As palavras são invasivas, provocatórias como se pretende num homem da ciência. Enchem a sala e incomodam.
“Eles avançaram quando, à sua volta, a maioria dos colegas está a desistir. A emigrar. A parar projectos por falta de financiamento.”
O orador de ocasião é Gabriel Martins, do Instituto Gulbenkian de Ciência, co-autor do artigo que descreve uma nova espécie de sinapsídeo para a província do Niassa, em Moçambique. E destinam-se aos dois autores principais, os paleontólogos Rui Castanhinha e Ricardo Araújo, lourinhanenses, doutorandos, bolseiros da National Geographic Society (não esqueçamos de puxar a brasa à minha sardinha!) e pioneiros no processo de estudo, diagnóstico e divulgação de fósseis – neste caso do final do Pérmico, há cerca de 256 milhões de anos.
Subscrevo todos os qualificativos. Quer o Rui, quer o Ricardo são cientistas hábeis, homens de sangue novo. Batem às várias portas e transformam “nãos” em “sins” pela força da persuasão e do entusiasmo. Percebe-se à légua que, para lá da ciência, há entusiasmo juvenil, que vem de longe (a professora de licenciatura do Rui em Évora di-lo-á mais tarde, durante a sessão) e move montanhas.
O projecto PalNiassa, que encontrou em Luís Costa Júnior, director do Museu Nacional de Geologia, em Maputo, o último vértice decisivo, nasceu da sua teimosia e perseverança. Da capacidade de, esgotadas as fontes de financiamento tradicionais, encontrar novas parcerias sem abdicar das metas.
“O Rui e o Ricardo levaram a paleontologia para a fase 2.0”, anoto no meu bloco, quase sem pensar.
Depois deste artigo, a descrição de um fóssil tornou-se um acto de precisão matemática. Um preciosismo biológico.
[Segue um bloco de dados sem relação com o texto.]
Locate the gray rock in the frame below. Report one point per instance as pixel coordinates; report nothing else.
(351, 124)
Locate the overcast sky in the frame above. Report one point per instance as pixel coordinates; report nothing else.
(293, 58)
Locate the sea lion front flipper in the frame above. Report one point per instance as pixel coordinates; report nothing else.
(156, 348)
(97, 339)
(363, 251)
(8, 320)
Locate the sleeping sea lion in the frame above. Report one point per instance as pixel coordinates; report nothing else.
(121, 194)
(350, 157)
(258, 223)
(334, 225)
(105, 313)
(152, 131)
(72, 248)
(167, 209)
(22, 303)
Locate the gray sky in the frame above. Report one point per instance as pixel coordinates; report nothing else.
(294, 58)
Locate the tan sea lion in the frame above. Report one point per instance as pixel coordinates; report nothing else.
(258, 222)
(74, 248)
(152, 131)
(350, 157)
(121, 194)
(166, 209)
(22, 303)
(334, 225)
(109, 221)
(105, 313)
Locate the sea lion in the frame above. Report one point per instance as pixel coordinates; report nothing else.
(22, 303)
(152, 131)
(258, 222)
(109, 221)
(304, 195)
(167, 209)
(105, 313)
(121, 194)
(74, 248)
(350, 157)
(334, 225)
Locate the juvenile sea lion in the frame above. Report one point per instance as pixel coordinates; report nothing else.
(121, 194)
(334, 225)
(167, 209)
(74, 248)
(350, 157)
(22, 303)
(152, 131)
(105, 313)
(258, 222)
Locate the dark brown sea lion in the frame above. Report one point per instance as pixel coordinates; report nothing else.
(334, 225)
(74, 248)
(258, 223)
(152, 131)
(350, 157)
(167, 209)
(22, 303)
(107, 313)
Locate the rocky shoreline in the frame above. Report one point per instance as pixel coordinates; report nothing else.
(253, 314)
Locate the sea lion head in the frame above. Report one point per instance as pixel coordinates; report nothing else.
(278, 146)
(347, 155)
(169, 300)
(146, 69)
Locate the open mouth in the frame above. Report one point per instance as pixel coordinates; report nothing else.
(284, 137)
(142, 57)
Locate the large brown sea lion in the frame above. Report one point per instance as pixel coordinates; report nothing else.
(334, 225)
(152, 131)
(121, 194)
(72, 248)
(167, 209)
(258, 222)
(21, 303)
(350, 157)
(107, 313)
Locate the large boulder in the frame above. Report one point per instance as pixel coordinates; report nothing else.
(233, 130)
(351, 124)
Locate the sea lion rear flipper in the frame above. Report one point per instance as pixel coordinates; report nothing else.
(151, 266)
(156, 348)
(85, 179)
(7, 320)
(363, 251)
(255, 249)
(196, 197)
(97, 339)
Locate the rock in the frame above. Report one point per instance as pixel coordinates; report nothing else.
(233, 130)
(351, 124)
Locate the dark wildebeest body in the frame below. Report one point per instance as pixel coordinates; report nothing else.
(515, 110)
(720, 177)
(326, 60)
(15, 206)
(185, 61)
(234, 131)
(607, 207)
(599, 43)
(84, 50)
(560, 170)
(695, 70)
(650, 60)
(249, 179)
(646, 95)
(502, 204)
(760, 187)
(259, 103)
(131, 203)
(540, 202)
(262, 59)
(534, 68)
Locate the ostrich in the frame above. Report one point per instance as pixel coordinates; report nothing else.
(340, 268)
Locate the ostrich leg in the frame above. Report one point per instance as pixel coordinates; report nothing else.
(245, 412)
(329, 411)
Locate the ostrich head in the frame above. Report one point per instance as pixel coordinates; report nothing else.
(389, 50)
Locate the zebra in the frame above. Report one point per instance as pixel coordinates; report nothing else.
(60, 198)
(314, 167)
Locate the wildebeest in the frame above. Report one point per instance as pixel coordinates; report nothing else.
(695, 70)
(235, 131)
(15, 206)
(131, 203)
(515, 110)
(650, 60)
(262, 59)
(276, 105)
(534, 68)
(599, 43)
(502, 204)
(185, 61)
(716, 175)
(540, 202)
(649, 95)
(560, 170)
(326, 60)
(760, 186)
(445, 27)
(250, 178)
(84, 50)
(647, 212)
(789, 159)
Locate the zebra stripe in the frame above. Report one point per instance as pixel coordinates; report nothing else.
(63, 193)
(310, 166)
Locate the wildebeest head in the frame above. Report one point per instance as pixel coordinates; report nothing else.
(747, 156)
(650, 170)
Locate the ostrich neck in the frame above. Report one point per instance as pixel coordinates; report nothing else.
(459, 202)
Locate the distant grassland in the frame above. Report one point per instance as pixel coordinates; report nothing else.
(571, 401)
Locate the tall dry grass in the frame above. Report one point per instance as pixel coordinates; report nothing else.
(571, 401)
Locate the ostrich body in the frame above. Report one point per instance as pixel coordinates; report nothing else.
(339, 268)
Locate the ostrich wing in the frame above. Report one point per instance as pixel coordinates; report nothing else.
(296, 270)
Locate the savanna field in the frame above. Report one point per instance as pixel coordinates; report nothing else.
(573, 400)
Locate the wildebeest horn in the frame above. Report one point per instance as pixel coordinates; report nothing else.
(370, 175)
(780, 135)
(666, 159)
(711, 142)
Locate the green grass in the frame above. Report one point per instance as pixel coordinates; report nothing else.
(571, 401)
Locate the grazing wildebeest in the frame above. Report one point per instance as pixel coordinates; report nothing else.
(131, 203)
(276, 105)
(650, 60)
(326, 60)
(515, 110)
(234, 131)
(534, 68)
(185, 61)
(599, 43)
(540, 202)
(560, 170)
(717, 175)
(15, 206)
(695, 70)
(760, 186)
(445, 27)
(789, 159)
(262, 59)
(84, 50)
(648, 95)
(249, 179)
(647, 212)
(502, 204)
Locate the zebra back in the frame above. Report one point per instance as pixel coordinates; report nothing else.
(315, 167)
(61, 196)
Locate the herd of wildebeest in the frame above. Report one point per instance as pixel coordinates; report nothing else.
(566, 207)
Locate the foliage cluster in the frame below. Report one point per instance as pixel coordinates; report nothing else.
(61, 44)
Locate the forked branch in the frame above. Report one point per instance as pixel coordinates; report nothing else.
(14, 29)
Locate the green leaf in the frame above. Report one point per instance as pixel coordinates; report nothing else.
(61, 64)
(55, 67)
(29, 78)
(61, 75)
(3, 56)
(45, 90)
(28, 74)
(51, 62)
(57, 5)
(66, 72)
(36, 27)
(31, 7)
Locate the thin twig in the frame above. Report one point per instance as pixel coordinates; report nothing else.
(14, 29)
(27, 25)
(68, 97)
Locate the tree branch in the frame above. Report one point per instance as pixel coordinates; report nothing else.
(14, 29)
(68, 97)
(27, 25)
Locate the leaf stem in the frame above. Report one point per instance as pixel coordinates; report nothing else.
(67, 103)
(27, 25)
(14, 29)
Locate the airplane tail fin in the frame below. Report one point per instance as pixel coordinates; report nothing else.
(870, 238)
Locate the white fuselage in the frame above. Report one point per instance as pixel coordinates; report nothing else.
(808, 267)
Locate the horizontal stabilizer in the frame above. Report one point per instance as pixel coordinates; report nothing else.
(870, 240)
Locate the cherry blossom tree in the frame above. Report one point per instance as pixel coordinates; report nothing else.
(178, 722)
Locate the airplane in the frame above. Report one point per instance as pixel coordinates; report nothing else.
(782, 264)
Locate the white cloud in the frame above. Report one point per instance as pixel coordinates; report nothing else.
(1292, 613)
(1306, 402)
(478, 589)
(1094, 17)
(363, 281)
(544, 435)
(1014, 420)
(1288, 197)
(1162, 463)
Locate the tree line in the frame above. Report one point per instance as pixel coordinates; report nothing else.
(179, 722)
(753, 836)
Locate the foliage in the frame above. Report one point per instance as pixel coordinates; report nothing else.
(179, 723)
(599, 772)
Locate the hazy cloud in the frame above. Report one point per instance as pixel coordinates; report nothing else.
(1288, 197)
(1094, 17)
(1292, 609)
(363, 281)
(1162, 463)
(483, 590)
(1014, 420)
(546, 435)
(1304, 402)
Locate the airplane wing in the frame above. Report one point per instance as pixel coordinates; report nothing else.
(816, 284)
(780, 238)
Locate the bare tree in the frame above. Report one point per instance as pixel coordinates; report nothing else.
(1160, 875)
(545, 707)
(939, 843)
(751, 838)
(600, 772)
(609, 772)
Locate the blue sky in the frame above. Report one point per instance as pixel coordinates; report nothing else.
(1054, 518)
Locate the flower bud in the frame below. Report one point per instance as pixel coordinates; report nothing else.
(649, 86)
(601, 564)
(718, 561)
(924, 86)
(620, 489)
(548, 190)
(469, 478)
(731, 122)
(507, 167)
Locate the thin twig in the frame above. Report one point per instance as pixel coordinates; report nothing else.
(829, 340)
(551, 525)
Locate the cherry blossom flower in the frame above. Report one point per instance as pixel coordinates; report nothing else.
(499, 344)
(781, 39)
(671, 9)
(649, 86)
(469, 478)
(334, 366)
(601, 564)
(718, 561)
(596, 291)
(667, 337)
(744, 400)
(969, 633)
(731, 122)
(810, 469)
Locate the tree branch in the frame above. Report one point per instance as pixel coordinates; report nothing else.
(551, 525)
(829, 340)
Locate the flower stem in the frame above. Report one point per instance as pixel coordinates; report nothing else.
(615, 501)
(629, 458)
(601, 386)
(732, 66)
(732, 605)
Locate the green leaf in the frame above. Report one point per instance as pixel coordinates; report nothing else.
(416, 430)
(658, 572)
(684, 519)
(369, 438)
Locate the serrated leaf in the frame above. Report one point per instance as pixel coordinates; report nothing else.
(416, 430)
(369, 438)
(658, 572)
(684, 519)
Um inventário exaustivo de ossos e ligações. Com tomografias axiais, projecções 3D, medições minuciosas e inferências morfológicas, estamos bem longe dos naturalistas oitocentistas, desenhando em pranchas sublimes a morfologia dos seus objectos, mas limitados pelo que o olho via.
Depois, há a dimensão que mais aprecio – a da responsabilidade social. Encontro com frequência cientistas que abdicaram há muito do investimento na divulgação. Na maior parte dos casos, pressinto a fadiga compreensível, a frustração de batalhas anteriores, travadas com jornalistas que perceberam mal a mensagem. Que desvirtuaram as descobertas. Que não perceberam as implicações. Que manipularam a informação. Mas a batalha da divulgação é demasiado importante para derrotismos.
“A informação está aqui, os vídeos e as réplicas permitem tocar, brincar e explorar o animal. E a ciência puxará pela educação”, diz, do fundo do ecrã, o Ricardo, comunicando por Skype com a audiência e tentando esquecer que, no Texas profundo onde estuda, a madrugada ainda é jovem.
É exactamente este o meu ponto de vista. Do entusiasmo da descoberta, do fascínio da ciência, emergirá o gosto pela educação.
E outros Ruis e Ricardos puxarão a carruagem no futuro.